Alors que tout dérive autour de lui : les Révolutions arabes, l’εurope malade, il essaie, par bonds de s’approcher de son amie. Il vole l’argent de la librairie religieuse où il travaillait avant qu’on y mette le feu, après l’attentat de Marrakech, travaille dans une boîte chargée de numériser des « kilomètres » d’archives de la guerre 14-18, était serveur sur un ferry, bloqué en Espagne, devient l’esclave d’un malade mental chargé des immigrés trouvés morts sur les plages et qu’il faut si possible rapatrier. Après le suicide de son patron, il se retrouve à Barcelone, avec l’argent de la caisse, rejoint sa copine espagnole et habite rue des voleurs « Carrer Robadors » (dérober ou Räuber en allemand), est ami avec un tunisien de son âge et voit son meilleur ami d’enfance se suicider « sans raison apparente »…
Livre génial … duquel je retire cette portion de phrase concernant le « touriste » qui me donne la chair de poule : « … fumer du kif et baiser des indigènes, des indigènes masculins la plupart du temps … » (première page plus loin il emploiera le mot : autochtone)

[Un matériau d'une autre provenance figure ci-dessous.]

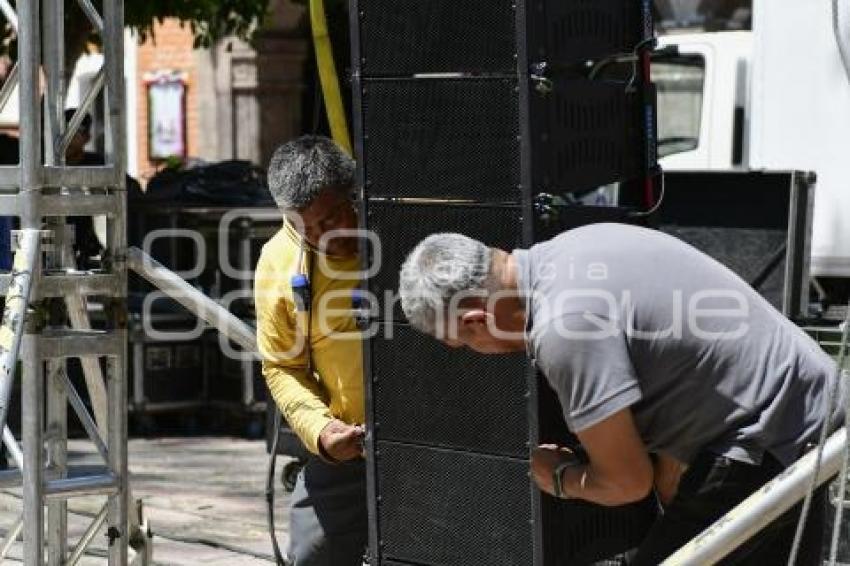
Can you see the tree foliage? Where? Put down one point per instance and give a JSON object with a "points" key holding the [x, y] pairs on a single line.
{"points": [[209, 20]]}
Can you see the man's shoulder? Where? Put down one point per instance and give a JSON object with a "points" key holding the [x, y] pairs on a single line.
{"points": [[278, 252]]}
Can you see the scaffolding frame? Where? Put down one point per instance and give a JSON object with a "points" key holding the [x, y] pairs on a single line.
{"points": [[41, 191]]}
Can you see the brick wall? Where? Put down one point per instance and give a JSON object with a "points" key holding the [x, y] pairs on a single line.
{"points": [[170, 49]]}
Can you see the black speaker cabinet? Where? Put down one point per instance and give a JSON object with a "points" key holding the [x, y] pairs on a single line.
{"points": [[463, 112], [757, 223]]}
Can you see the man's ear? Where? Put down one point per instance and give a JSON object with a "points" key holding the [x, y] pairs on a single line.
{"points": [[474, 316]]}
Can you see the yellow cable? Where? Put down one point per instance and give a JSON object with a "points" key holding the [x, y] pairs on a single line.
{"points": [[329, 77]]}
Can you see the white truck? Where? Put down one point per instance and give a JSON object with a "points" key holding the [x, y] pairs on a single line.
{"points": [[776, 97]]}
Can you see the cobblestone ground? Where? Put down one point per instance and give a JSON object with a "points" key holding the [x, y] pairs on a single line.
{"points": [[203, 498]]}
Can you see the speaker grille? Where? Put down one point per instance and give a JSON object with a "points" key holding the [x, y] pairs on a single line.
{"points": [[458, 399], [581, 30], [580, 533], [445, 508], [450, 139], [405, 37], [399, 227], [591, 135]]}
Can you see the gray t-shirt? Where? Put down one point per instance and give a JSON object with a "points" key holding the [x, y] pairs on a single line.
{"points": [[620, 316]]}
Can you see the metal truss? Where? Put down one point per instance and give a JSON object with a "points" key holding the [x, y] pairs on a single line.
{"points": [[41, 191]]}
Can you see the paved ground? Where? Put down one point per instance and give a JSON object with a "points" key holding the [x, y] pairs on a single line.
{"points": [[204, 498]]}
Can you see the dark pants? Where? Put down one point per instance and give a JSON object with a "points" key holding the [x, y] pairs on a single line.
{"points": [[712, 486], [328, 522]]}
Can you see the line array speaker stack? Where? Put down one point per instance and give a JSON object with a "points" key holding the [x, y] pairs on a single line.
{"points": [[464, 113]]}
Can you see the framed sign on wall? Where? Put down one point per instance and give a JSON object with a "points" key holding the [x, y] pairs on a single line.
{"points": [[166, 115]]}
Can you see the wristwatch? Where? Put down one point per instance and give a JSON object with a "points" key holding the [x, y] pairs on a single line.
{"points": [[558, 476]]}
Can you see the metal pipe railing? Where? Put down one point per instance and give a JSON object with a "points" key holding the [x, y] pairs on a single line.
{"points": [[761, 508], [196, 302], [12, 328]]}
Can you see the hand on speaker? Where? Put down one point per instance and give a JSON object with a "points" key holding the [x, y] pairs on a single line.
{"points": [[668, 472], [544, 460], [341, 441]]}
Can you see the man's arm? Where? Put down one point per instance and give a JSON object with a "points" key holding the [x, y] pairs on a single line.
{"points": [[302, 404], [619, 469], [299, 396]]}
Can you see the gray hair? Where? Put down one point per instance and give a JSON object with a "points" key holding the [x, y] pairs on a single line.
{"points": [[437, 270], [301, 168]]}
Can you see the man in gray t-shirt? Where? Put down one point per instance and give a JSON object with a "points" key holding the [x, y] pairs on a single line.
{"points": [[663, 361]]}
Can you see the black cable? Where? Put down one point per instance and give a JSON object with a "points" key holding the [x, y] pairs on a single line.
{"points": [[771, 265]]}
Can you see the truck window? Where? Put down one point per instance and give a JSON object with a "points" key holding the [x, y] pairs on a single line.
{"points": [[679, 80]]}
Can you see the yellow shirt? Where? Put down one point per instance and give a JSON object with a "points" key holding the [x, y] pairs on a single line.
{"points": [[335, 390]]}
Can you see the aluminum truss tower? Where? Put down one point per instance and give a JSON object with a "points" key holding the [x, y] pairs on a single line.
{"points": [[41, 191]]}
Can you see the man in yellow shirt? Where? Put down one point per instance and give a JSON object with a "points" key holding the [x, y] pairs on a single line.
{"points": [[311, 347]]}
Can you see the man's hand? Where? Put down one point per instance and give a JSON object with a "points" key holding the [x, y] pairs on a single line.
{"points": [[668, 472], [341, 441], [544, 460]]}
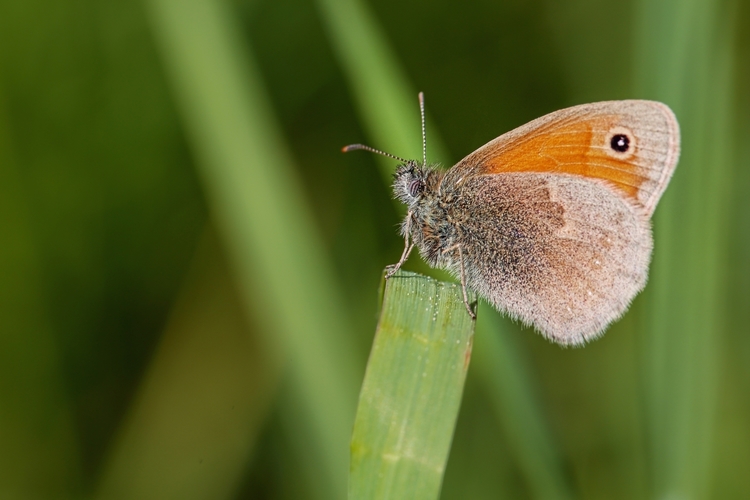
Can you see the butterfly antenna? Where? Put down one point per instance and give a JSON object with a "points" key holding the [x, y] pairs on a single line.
{"points": [[353, 147], [424, 133]]}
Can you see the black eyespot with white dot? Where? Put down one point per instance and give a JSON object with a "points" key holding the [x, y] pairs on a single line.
{"points": [[620, 143], [415, 188]]}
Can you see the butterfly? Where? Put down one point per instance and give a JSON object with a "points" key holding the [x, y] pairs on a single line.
{"points": [[550, 222]]}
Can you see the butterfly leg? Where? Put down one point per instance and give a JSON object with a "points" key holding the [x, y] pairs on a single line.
{"points": [[408, 247], [463, 285]]}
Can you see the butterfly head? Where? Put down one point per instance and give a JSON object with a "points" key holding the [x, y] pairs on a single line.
{"points": [[410, 182]]}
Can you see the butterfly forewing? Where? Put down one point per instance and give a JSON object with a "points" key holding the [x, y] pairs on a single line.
{"points": [[633, 145]]}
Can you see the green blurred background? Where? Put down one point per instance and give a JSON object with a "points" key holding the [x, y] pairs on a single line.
{"points": [[189, 266]]}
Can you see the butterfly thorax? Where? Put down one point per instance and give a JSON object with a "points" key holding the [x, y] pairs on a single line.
{"points": [[429, 222]]}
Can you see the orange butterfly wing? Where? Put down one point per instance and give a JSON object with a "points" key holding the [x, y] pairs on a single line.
{"points": [[581, 141]]}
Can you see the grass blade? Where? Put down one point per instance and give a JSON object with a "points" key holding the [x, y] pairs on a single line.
{"points": [[685, 58], [254, 194], [412, 390], [503, 369]]}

Lakhdar, pour moi, pourrait se traduire par « être pour le côté obscur », (trouble, deuil, tristesse) alors que ce héros est un être lumineux. C’est le verso d’une pièce dont le recto serait « sombre ». Je pense que l’auteur a choisi délibérément ce prénom ambigu, à double sens. Bassam, son ami d'enfance, signifierait : fouler, écraser, transformé à l'état de robot islamiste, qui participe aux attentats et rêve aux filles du paradis. Il n’est pas là ou plus là !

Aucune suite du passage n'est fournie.